食品ロスの原因は
厳格すぎる賞味期限設定

 前述のように自然災害や不正な事件が起こると、多くの人々が食品ロスに大きな関心を寄せ、問題意識を持つようになるが、通常の生活では意識されることは少ない。

なぜ莫大な量の食品ロスが起こっているのか。さまざまな理由が考えられるなか、「『賞味期限』が大きな問題の1つになっている」と、井出氏は指摘する。
 
「賞味期限とは『おいしく食べられる期限』を指しますが、本来よりも短めに設定されていることがほとんど。それは食品の製造工場から出荷される前まではきちんと温度管理していても、いったん出荷されてしまえば、その後どのように管理されるか、メーカー側は把握できないからです。たとえば、店頭で直射日光に当たってしまうケースや、消費者が購入してから車のトランクにずっと保管している場合など、さまざまな理由を考慮して、賞味期限が決められているのです」

 賞味期限の定め方は企業によってさまざまだが、消費者庁は安全係数0.8~1.0未満の数字を用いて設定することを推奨している。

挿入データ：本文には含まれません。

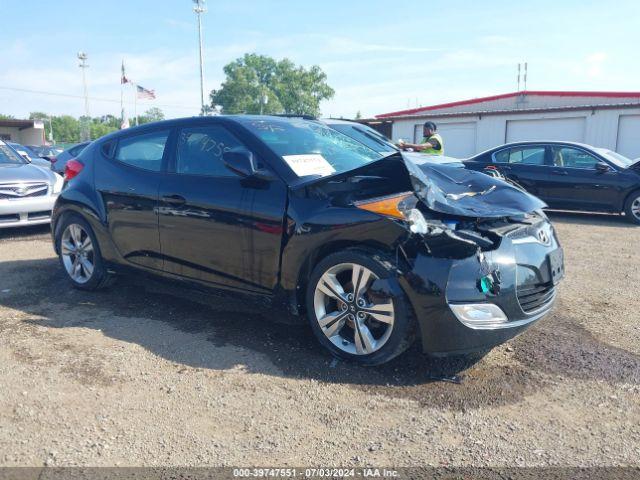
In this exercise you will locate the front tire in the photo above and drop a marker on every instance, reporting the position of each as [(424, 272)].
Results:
[(79, 254), (632, 208), (354, 312)]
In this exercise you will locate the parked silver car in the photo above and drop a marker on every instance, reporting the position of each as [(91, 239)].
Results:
[(27, 191)]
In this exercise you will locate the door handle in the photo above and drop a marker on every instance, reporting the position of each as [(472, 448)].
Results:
[(174, 199)]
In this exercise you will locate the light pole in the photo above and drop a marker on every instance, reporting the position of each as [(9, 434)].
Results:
[(84, 125), (200, 8)]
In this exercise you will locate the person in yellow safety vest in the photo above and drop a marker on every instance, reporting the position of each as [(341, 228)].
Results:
[(431, 144)]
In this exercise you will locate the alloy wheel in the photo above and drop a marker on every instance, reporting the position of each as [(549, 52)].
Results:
[(77, 253), (352, 317)]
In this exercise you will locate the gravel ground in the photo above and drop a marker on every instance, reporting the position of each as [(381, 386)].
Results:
[(148, 373)]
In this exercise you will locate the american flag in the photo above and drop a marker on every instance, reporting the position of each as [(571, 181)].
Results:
[(123, 77), (142, 92)]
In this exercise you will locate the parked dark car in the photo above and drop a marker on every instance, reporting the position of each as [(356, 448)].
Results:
[(568, 176), (373, 250), (60, 161)]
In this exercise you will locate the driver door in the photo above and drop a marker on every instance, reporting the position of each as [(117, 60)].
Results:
[(216, 226), (575, 183)]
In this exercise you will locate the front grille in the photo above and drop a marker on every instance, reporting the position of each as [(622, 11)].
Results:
[(535, 297), (13, 191), (14, 217), (39, 215)]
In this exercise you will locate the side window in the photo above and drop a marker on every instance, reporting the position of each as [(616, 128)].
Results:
[(107, 148), (501, 156), (521, 155), (143, 151), (573, 158), (75, 151), (200, 150)]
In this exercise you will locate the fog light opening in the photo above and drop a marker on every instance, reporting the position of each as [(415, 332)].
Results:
[(479, 315)]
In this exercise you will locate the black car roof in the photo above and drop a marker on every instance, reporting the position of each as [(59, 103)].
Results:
[(534, 142), (239, 119)]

 安全係数を用いるとは、科学的な試験をもとに算出した実際においしく食べられる日数に、1より小さい数をかけて賞味期限を決めるということ。10ヵ月おいしく食べられるカップラーメンの場合、0.8をかけた8ヵ月と、かなり前倒しの数字になるのだ。

 さらにスーパーやコンビニなどの小売店では、あくまでも目安にすぎない賞味期限よりも、さらにもっと手前の日に商品を撤去して返品・廃棄するのだという。これはいったいどういうことなのか。

「食品業界の商慣習として『3分の1ルール』と呼ばれるものがあります。賞味期間全体を3等分して、賞味期限の手前の段階、製造してから3分の2がたった時期に『販売期限』が設けられています。賞味期限が6ヵ月のものだとすると、作ってから4ヵ月で棚から撤去され、廃棄されるのです」

 販売期限の手前にも、製造してから3分の1がたったところに『納品期限』がある。つまり、6ヵ月の賞味期限の商品なら、2ヵ月以内に納品しなければならないというわけだ。ちなみに海外の場合、納品期限に関して、アメリカは2分の1、ヨーロッパ諸国では、3分の2や4分の3に設定されている国が多いという。